In the present study, we developed behavioral models in wild-type and mdr1a knockout mice to reveal whether peripheral or central cyclosporine alters pain reactions and hypnotic sensitivities. Cyclosporine's central actions can be better evaluated in mdr1a knockout mice that lack P-glycoprotein. After intraperitoneal administration of cyclosporine, we examined tail-flick latency in the tail immersion test, or duration of loss of righting reflex in response to pentobarbital and ketamine.

RESULTS

In wild-type mice, the highest dose of cyclosporine significantly prolonged the duration of loss of righting reflex in response to ketamine, but not to pentobarbital.

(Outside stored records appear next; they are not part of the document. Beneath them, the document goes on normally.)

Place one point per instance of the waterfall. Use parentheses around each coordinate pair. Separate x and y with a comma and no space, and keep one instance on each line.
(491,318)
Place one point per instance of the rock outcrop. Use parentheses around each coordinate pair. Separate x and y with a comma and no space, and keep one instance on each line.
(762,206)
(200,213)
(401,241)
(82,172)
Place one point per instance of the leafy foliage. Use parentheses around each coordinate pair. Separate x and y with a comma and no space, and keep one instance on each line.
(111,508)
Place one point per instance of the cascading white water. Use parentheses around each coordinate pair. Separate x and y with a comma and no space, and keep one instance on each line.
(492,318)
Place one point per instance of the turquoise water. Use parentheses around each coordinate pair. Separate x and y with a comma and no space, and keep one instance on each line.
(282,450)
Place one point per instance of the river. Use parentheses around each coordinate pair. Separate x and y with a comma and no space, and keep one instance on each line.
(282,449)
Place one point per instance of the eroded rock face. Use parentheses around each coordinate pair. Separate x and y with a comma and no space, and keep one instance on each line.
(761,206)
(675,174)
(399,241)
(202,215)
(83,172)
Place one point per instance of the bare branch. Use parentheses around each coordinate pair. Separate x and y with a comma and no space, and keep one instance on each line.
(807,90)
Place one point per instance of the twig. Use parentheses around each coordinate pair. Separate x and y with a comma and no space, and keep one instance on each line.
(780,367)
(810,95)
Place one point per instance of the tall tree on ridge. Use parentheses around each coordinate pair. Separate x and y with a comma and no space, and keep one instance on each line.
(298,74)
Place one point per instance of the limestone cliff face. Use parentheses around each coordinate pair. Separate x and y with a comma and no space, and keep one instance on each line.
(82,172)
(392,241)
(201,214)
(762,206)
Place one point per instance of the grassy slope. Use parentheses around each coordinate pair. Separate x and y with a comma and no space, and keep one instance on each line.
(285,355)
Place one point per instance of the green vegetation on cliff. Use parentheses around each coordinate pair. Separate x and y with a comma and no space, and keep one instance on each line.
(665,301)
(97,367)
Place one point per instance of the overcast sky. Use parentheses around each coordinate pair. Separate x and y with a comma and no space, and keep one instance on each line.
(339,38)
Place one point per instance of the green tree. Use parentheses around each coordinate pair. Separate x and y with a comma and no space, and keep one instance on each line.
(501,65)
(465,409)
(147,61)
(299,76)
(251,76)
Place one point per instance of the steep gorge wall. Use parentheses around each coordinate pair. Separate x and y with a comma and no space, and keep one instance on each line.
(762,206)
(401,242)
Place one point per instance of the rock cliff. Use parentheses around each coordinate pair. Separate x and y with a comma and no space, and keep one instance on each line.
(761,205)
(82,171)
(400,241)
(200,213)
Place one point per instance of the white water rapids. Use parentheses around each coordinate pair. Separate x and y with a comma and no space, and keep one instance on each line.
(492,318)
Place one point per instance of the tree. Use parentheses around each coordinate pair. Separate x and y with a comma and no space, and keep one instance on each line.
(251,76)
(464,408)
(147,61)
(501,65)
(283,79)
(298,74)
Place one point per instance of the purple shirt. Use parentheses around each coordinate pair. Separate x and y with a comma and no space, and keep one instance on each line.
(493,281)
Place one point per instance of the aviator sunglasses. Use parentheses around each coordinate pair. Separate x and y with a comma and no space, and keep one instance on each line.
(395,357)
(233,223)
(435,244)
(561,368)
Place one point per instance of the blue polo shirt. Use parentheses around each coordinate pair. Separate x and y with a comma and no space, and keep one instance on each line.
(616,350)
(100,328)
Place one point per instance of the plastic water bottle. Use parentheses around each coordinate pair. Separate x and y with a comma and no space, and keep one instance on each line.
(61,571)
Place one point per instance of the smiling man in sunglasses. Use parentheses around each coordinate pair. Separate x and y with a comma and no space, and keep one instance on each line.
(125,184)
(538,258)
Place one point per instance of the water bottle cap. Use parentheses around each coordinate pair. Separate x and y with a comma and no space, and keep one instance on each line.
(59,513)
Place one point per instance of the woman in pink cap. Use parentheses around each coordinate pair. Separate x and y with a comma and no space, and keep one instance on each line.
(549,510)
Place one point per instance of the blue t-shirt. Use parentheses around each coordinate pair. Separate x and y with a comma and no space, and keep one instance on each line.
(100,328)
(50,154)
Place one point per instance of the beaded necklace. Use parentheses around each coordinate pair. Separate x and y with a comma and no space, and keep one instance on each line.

On the other hand, the lower doses of cyclosporine significantly increased both pentobarbital- and ketamine-induced sleep durations in mdr1a knockout mice. Tail-flick latencies in the tail immersion test were significantly shortened in both wild-type and knockout mice by the administration of cyclosporine.

CONCLUSIONS

Our results suggest that centrally accumulated cyclosporine enhances the hypnotic response to pentobarbital and ketamine, but peripheral cyclosporine induces hyperalgesia.